See, there's a couple of factors that go into creating good SEO content...
- Matching your content to the search intent. Are you writing about whatever the Googler is looking for?
- Does the content have all the RIGHT information? Meaning, do you cover all the essentials? Do you skip all the irrelevant stuff?
- Is it well-written and engaging?
So, to make sure that your writer gets the job done, you should ALWAYS use content outlines.
An outline is basically a plug-and-play for SEO content. You write down EVERYTHING you want your writer to cover:
- What are the H2 headers?
- What are the H3 headers?
- What kind of examples are they supposed to mention?
- Which LSI keywords should the writer mention?
To see what a well-written outline looks like, check the Docs link in the comments.
⛓️ LESSON #2 - INTERLINK. LIKE. HELL. ⛓️
Proper interlinking can have a very significant impact on your rankings.
How significant, you might ask? Well, for NinjaOutreach, interlinking upped their traffic by over 40%.
Pretty impressive for a simple, on-site fix, right?
Here's how we did interlinking for Tallyfy:
- Pick an article you want to interlink around your blog
- Google its main keyword on your website. E.g. site:tallyfy.com "business process management"
- Go through all the articles and CTRL+F your keyword. Add the link.
- Do the same for synonyms of your keyword. E.g. site:tallyfy.com "bpm" or site:tallyfy.com "manage processes".
👉 LESSON #3 - OPTIMIZE ARTICLE CTRS 👉
Article headlines play a huge role in whether the content is going to rank or not. Here’s how that works…
Let’s say your article is ranked #4 with an average CTR of 20%.
Google benchmarks YOUR average CTR to that of your competition in the same ranking. I.e. your article ranked #4 has a 20% CTR, while your competitors (on the same ranking) would have 12%. This means that your content is more relevant, and hence, should rank higher (as long as other SEO metrics say the same).
So, we kept track of article CTRs through Google Search Console and made adjustments when needed.
Whenever the CTR for any given article was lower than the position-CTR average, we changed the headline, tracked it for 2-4 weeks, and saw whether it had an impact or not.
🔎 FINALLY, ONGOING MONITORING & IMPROVEMENT 🔎
You're never really "done" with SEO. You should always strive to improve your content, get more backlinks, and so on.

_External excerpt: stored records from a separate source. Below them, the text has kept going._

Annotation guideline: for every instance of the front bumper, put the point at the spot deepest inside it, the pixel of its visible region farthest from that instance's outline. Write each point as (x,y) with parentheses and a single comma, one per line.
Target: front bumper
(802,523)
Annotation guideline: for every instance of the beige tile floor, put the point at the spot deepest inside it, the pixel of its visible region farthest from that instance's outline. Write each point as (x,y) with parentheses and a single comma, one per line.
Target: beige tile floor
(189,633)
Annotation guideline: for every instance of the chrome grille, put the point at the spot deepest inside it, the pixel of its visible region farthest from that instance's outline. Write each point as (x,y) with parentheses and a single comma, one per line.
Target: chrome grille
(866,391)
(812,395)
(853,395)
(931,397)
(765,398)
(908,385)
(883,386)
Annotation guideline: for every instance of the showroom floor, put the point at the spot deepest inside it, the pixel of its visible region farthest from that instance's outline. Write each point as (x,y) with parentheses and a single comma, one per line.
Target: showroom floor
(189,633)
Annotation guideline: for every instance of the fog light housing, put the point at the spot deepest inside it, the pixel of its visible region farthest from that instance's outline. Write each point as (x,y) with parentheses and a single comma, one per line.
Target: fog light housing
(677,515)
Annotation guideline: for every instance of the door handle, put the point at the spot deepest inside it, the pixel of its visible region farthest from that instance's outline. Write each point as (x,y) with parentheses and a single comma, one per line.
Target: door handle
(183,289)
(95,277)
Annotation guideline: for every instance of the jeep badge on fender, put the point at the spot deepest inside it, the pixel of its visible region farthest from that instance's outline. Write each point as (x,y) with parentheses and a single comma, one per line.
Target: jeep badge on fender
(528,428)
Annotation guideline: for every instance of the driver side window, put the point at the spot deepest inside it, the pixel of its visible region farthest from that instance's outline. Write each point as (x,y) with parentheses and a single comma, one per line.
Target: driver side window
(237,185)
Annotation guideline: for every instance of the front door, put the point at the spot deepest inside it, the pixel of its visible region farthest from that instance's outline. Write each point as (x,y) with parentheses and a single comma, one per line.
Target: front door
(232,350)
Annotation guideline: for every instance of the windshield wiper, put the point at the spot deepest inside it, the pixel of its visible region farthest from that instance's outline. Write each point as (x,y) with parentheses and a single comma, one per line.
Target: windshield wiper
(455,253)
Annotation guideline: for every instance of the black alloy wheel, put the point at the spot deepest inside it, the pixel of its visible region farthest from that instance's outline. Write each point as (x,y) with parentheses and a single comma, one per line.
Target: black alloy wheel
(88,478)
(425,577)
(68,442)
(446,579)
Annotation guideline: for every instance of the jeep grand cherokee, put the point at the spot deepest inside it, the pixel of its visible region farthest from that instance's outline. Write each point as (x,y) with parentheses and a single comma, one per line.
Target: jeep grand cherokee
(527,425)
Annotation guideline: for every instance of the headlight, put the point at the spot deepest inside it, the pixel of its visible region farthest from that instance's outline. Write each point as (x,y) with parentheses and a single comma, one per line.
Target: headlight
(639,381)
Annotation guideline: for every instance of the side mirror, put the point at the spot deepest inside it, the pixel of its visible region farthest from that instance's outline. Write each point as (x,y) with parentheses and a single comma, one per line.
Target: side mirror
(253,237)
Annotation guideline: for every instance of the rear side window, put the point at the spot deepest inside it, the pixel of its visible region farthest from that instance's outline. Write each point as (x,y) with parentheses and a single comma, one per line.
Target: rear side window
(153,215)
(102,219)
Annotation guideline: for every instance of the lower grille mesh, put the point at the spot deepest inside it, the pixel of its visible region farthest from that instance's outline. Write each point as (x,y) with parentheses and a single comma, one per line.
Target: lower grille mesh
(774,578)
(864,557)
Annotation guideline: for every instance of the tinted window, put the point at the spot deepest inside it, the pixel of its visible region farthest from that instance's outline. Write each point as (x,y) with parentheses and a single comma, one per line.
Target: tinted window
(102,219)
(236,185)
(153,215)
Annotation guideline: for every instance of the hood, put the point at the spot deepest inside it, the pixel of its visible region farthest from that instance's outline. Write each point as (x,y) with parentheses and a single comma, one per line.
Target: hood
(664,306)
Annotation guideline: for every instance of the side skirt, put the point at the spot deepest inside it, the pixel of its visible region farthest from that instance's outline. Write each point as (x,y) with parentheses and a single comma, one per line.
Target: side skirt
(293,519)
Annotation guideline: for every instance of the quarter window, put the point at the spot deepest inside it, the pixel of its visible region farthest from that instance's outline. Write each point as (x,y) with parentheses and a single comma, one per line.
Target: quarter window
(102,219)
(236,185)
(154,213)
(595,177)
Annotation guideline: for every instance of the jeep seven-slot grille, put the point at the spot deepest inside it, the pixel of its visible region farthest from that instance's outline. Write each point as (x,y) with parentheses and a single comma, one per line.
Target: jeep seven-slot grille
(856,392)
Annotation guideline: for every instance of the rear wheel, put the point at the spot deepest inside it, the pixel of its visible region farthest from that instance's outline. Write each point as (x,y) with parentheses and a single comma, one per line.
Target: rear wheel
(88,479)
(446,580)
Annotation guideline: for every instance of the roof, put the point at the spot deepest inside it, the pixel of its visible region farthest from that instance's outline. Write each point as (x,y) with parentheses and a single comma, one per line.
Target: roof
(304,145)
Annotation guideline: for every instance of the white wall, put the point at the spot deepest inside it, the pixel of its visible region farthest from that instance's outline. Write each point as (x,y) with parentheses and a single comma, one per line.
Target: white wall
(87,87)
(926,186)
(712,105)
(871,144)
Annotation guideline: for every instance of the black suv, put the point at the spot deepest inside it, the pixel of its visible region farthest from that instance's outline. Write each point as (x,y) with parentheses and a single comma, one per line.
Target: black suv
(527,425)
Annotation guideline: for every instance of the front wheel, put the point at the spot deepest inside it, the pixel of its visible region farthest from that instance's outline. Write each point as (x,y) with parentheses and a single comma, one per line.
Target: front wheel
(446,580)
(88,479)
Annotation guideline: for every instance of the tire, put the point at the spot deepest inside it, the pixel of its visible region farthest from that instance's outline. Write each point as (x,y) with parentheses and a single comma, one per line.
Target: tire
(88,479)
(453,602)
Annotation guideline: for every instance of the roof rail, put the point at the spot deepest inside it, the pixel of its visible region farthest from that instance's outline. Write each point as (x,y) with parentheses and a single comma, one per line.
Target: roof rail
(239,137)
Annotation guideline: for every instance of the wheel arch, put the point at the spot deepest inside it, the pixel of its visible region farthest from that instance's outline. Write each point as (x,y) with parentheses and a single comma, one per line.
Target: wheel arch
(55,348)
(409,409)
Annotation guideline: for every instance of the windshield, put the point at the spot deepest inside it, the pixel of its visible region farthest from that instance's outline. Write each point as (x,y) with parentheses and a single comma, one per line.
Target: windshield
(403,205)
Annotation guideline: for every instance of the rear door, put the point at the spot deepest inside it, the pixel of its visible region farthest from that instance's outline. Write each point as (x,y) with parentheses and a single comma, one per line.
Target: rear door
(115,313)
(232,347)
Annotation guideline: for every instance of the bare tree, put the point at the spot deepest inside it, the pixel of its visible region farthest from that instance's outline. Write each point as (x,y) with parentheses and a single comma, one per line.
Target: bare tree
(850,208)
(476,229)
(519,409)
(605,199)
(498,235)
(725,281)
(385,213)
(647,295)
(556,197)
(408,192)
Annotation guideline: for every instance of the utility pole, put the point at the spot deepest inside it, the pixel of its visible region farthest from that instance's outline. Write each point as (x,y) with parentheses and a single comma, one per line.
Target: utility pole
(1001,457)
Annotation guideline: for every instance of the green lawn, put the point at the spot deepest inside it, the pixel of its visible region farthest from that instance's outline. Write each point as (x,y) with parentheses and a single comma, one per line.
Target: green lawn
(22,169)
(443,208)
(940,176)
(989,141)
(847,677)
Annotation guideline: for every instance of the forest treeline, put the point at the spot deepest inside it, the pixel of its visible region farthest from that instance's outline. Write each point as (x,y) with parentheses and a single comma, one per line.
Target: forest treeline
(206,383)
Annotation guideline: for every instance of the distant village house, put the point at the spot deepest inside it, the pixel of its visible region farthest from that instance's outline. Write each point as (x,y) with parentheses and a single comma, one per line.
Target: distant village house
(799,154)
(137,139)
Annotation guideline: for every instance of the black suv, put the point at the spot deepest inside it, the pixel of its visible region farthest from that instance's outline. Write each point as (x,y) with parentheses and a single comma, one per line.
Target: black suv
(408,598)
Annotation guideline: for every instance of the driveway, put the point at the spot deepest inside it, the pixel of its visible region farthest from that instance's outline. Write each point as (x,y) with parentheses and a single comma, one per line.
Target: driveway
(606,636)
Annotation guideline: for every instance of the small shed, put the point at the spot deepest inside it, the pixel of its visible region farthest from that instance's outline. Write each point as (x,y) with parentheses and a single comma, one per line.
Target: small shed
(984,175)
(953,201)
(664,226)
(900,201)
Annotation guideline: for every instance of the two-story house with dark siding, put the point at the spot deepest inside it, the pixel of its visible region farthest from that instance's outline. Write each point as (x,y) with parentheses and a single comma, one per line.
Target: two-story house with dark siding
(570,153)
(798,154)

Here's part of the checklist we used to make sure that all our top content ranked...
- Is the content as comprehensive as it could be? Is there anything we could add?
- Is the content matching the keyword it's supposed to rank on?
- Is the content interlinked across the website?
- Is the article headline “clickable?"
- Does it have the right amount/quality of backlinks? If the competition has 500+ on a page, and we have 2, we’re probably not going to rank.